Keywords

1 Introduction

Reinforcement learning for multiple collaborative agents is important and has many practical applications. Consider a team that consists of different types of players. In many cases, to win a game, each type of player must master highly relevant actions that are necessarily different from the other types of player. For example, players of a defensive team should guard relevant and diverse areas or relevant and different types of players of the other team. This is also the case when controlling many similar robots to perform a task that cannot be performed by a single one. Training them in a way they take different and relevant actions can lead to faster and better convergence to optimal collaboration.

Typical approaches in reinforcement learning, which let each agent take actions independently of other agents, are therefore not effective. Formulating the learning as handling the combination of actions as if it is an action of a hypothetical agent can lead to searching in an exponentially larger action spaces that grow with the number of agents and therefore does not scale well.

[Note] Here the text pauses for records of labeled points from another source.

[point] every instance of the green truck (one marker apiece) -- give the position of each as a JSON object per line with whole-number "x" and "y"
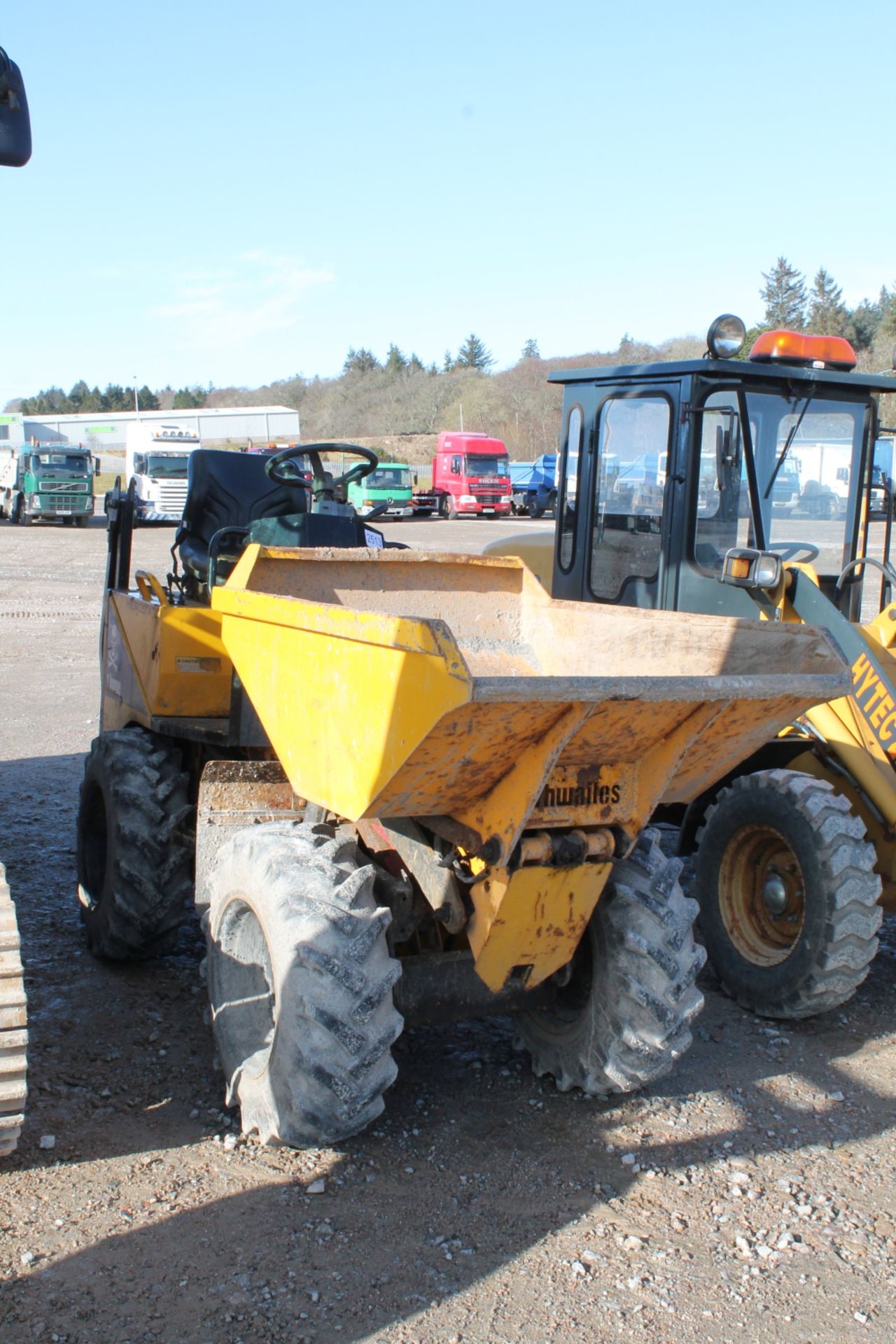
{"x": 386, "y": 491}
{"x": 48, "y": 482}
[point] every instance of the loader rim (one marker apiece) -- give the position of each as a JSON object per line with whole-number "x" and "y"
{"x": 762, "y": 895}
{"x": 825, "y": 964}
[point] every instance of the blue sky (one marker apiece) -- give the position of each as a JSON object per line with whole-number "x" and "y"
{"x": 235, "y": 194}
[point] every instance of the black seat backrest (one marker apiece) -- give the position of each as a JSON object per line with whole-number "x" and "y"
{"x": 227, "y": 489}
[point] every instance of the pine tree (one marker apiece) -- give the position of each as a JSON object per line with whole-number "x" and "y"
{"x": 396, "y": 360}
{"x": 785, "y": 296}
{"x": 828, "y": 315}
{"x": 473, "y": 354}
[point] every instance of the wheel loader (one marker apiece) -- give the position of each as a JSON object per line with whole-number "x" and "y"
{"x": 796, "y": 848}
{"x": 15, "y": 151}
{"x": 405, "y": 787}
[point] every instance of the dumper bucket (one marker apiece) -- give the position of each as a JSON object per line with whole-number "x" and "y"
{"x": 414, "y": 685}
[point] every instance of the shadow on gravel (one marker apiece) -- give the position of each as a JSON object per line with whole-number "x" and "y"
{"x": 473, "y": 1164}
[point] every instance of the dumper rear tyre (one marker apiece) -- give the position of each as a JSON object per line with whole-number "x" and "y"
{"x": 300, "y": 980}
{"x": 789, "y": 899}
{"x": 620, "y": 1015}
{"x": 14, "y": 1035}
{"x": 134, "y": 846}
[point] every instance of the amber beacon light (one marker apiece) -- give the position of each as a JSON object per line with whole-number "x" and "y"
{"x": 798, "y": 349}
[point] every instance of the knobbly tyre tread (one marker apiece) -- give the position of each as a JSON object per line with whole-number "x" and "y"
{"x": 149, "y": 851}
{"x": 315, "y": 1065}
{"x": 644, "y": 997}
{"x": 14, "y": 1035}
{"x": 830, "y": 974}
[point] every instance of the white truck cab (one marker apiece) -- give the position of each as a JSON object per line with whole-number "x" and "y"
{"x": 156, "y": 458}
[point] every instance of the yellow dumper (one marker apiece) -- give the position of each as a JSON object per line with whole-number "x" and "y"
{"x": 421, "y": 788}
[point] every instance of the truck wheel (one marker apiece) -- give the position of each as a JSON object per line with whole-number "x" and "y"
{"x": 620, "y": 1014}
{"x": 788, "y": 894}
{"x": 300, "y": 981}
{"x": 14, "y": 1037}
{"x": 134, "y": 846}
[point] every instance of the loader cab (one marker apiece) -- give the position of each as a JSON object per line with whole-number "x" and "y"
{"x": 665, "y": 468}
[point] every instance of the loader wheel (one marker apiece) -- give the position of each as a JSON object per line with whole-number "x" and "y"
{"x": 134, "y": 846}
{"x": 14, "y": 1037}
{"x": 300, "y": 981}
{"x": 620, "y": 1014}
{"x": 788, "y": 894}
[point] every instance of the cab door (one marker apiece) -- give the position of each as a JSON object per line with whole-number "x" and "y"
{"x": 617, "y": 489}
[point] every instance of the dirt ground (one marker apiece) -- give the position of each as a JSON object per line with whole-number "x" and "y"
{"x": 750, "y": 1196}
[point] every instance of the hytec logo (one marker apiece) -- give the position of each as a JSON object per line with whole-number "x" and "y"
{"x": 875, "y": 702}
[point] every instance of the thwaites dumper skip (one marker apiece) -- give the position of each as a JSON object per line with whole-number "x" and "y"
{"x": 739, "y": 456}
{"x": 413, "y": 787}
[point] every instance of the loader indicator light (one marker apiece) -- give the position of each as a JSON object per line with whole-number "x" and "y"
{"x": 808, "y": 351}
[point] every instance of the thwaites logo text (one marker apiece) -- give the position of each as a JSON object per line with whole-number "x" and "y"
{"x": 580, "y": 796}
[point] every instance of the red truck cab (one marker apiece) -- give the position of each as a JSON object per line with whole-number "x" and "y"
{"x": 470, "y": 475}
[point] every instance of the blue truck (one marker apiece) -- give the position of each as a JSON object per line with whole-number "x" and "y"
{"x": 533, "y": 487}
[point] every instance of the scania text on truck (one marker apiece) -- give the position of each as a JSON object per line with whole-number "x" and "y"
{"x": 48, "y": 482}
{"x": 156, "y": 458}
{"x": 470, "y": 475}
{"x": 390, "y": 486}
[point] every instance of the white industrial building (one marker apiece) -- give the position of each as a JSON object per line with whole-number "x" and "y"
{"x": 104, "y": 435}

In Osogami and Raymond (2019), we have proposed the use of the determinant of a matrix to approximate the action-value function in reinforcement learning that takes into account both relevance and diversity in a natural manner. When each action of an agent in a particular state is characterized by a feature vector, the length of the feature vector corresponds to the relevance of that action at that state. Meanwhile, the angle between two feature vectors represents the diversity between the two corresponding actions at that state. A set of feature vectors then comprises a parallelotope whose volume is determined by the lengths (i.e., relevances) and the angles (i.e., diversities) of the feature vectors. An example of a parallelotope from three feature vectors in three dimensions is shown in Fig. 1. The figure also illustrates two ways the volume can be increased: increasing relevance and increasing diversity. The squared volume of the parallelotope can be computed from the determinant of the Gram matrix of the feature vectors. More specifically, the value of a combination of relevant and diverse actions at a state can be computed from the logarithm of the determinant (log-determinant) of the principal submatrix of a positive semidefinite matrix (kernel), where the principal submatrix is specified by the actions, and the kernel depends on the state.

Fig. 1
figure 1

The logarithm of the squared volume of the parallelepiped defined by the feature vectors of actions represents the value of the combination of those actions. The volume of the parallelepiped is determined by the length of vectors (their relevances) and their angles (their diversities). The volume can be increased by increasing relevance, diversity, or both

In Osogami and Raymond (2019), we have derived efficient learning rules of determinantal SARSA (state-action-reward-state-action algorithm). Namely, we approximate the action-value function of N agents with an \(N \times N\) kernel matrix whose effective dimension is \(K \ll N\), so that at each iteration the action-value function can be updated with the additional \(O(K^3)\) computational complexity. Determinantal SARSA has been shown to find nearly optimal policies approximately ten times faster than baseline approaches (Sallans and Hinton 2001, 2004; Heess et al. 2017; Sallans 2002), where free energy of a restricted Boltzmann machine (RBM) is used as a functional approximator. In this paper, we add theoretical insights and experiments on how to avoid policies with poor local optima by techniques based on derivation of the learning rules of determinantal SARSA.

2 Determinantal SARSA

In this section, we review determinantal SARSA, which we have proposed in Osogami and Raymond (2019). Determinantal SARSA considers the setting with a team of agents under central control. In the following, an agent team refers to the team of agents, and a team action refers to the combination of their actions. At each time t, the agent team makes an observation \(o_t\). Let \(\mathbf {z}_{t} \equiv \xi (a_{t-1}, r_{t}, o_t)\) represent the (features of) observation at time t, which may include the preceding team action \(a_{t-1}\) and reward \(r_{t}\) in addition to \(o_{t}\). Let \(\mathbf {z}_{\le t}\) denote the observations up to t. Depending on what has been observed (i.e., \(\mathbf {z}_{\le t}\)), the agent team takes a team action \(a_t\). Let \(\mathbf {x}_t\equiv \psi (a_t) \in \{0,1\}^N\) be a binary representation of a team action \(a_t\) (e.g.,, \(\mathbf {x}_t\) may indicate which subset of N possible actions is taken by the agent team). The agent team then obtains reward \(r_{t+1}\), and the environment changes its state. The agent team then makes a partial observation \(o_{t+1}\) of the environment and chooses the next team action \(a_{t+1}\), and this process is continued. The goal of the agent team is to sequentially choose team actions so that the cumulative reward is maximized.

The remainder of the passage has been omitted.